The downside of ensuring safe drinking water is the lingering taste and smell of disinfectant. If you fill up a jug with tap water and leave it to sit for a couple of hours, the disinfectant smell and taste will gradually dissipate, but many people opt for a water filter system.
When you turn on your tap, you should see clear, uncloudy water. If not, or it tastes strange, then there are ways to find out why.
Water Filter Profiles
The basic pros and cons of each type of filtering system are included below, as well as a rough estimate of initial costs. Ongoing costs can be determined by checking the volume or time it claims to filter before requiring replacement.
Be sure to factor in the cost of replacement water filter cartridges and always replace as instructed, as spent cartridges can themselves harbour micro-organisms. What each cartridge can filter varies even within the different types of dispensers.
Jug Filter(Water Pitcher Filter)
Pros: Convenient, small, and easy to use and replace filters.
Cons: Some are slow, prone to clogging and have short filter lives, meaning higher ongoing costs.
Water Pitcher Filter is one of the commonly used household water filters. It is easy to use and you can place it directly on the table.
Tap Water Filter
Pros: Most convenient at tap filter, small, and easy to use and replace filters. Easily swap between filtered and non-filtered water.
Cons: Slows the flow of water and cannot be used on all taps.
The faucet filter can be mounted on the faucet for easy installation; however, you will need to change the water filter cartridge frequently to ensure that pure water is available for long periods of time.
Pros: Filters large amounts of water without plumbing modification. Less likely to clog than jug or tap-mounted filters.
Cons: Clutters countertops and cannot be used on all taps.
Pros: Filters large amounts of water without cluttering up countertop, or attaching to existing tap. Less likely to clog than jug or tap-mounted filters.
Cons: Takes up under-sink space and requires plumbing modification. Most expensive option.
The RO System is a common Under-sink water filter that filters almost all contaminants in the water. You can drink it directly from the filtered water.
Other Water Filter Options
You can also buy shower water filters or ones built into fridge ice and water systems. These are generally carbon filters.
There is also an option to fit out the entire house, but they're expensive and generally only justified in quite specific situations (for example, if you have a poor-quality water supply).
Water Filter Mediums
All the filter systems above can have different types or combinations of filter mediums. Your choice depends on what you want to filter out.

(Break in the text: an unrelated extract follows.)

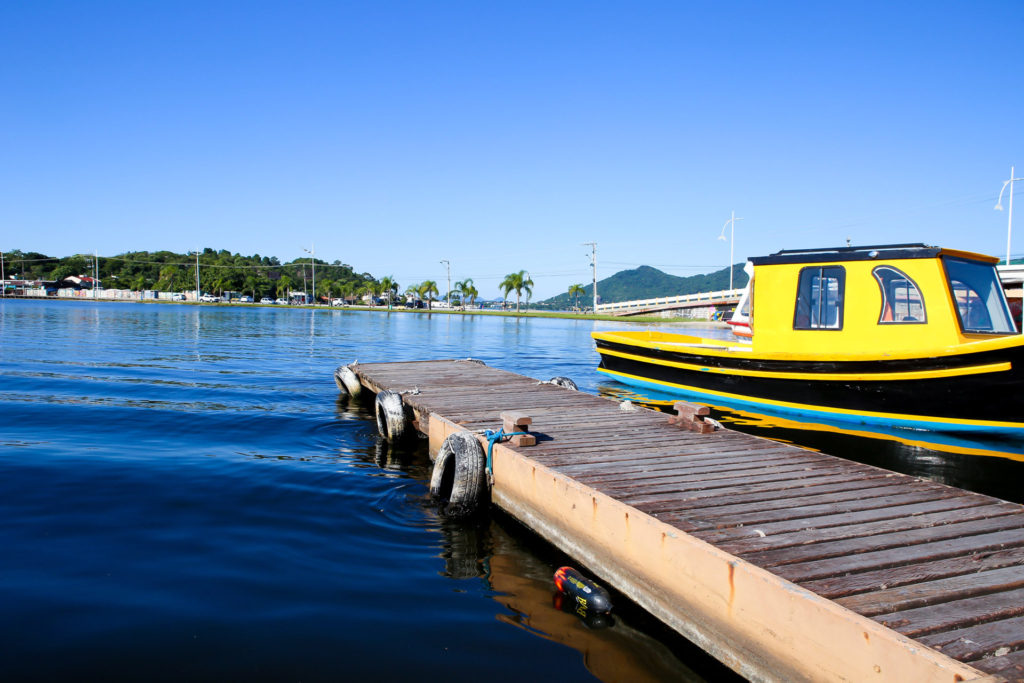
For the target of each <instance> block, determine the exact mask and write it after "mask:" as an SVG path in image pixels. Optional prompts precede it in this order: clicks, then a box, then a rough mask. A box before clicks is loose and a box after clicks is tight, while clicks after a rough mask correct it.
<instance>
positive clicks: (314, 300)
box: [302, 242, 316, 306]
mask: <svg viewBox="0 0 1024 683" xmlns="http://www.w3.org/2000/svg"><path fill="white" fill-rule="evenodd" d="M302 251H304V252H306V253H307V254H309V266H310V267H311V268H312V269H313V305H314V306H315V305H316V261H315V260H314V257H315V256H316V250H315V249H314V248H313V243H311V242H310V243H309V249H306V248H305V247H303V248H302Z"/></svg>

Filtration/Adsorption: Water Filter involves using a substance, typically carbon, to make contaminants adhere to the many pores (like pumice) within the carbon source, also called adsorption. The source of carbon can be coconut, charcoal, ceramic, etc. This helps remove odour, taste and particles in the water.

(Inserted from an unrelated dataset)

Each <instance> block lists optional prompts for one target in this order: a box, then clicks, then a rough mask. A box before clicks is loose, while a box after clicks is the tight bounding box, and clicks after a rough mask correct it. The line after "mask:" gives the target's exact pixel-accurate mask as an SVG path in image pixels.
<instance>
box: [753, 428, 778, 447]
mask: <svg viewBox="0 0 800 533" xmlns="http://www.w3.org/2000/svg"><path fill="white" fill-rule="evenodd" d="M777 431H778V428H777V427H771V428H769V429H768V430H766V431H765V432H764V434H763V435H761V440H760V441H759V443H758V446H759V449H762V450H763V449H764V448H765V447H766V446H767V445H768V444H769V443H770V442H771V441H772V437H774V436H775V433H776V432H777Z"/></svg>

Softeners: If you have a hard water source, you will notice a build up in kettles, bathtubs and sinks. These are normally a result of large amounts of minerals in your water. A softener water filter medium will reduce the amount of minerals.
UV Treatment: This uses ultraviolet light to disinfect water. However, it only works on relatively clear water, otherwise the light doesn't penetrate sufficiently.
Reverse-Osmosis: This passes water under high pressure through a thin membrane. Most contaminants are physically blocked and washed away. It uses a lot of energy and water; up to 85 percent of the water can be wasted in the process. However, it does remove a wide range of contaminants.
Distillation: This is also energy intensive. It boils the water, collecting the condensing water to remove many contaminants, though not all.
Does Water Filter Work?
How can you be sure these water filters do what they say, without proof? One thing to look for is certification. The NSF International provides a range of certifications for products that involve initial and periodic testing:
NSF 42 covers aesthetic effects such as chlorine, taste, odour and particles.
NSF 53 covers health effects such as cysts (giardia, cryptosporidium), a range of organic chemicals (such as THM and pesticides) and heavy metals.
The Australian standard AS/NZS4348 covers a wide range of contaminants, such as taste, odour and microbiological and chemical impurities. There are also standards for water softeners (cation exchangers: (NSF 44), reverse-osmosis (NSF 58) and distillation (NSF 62) systems.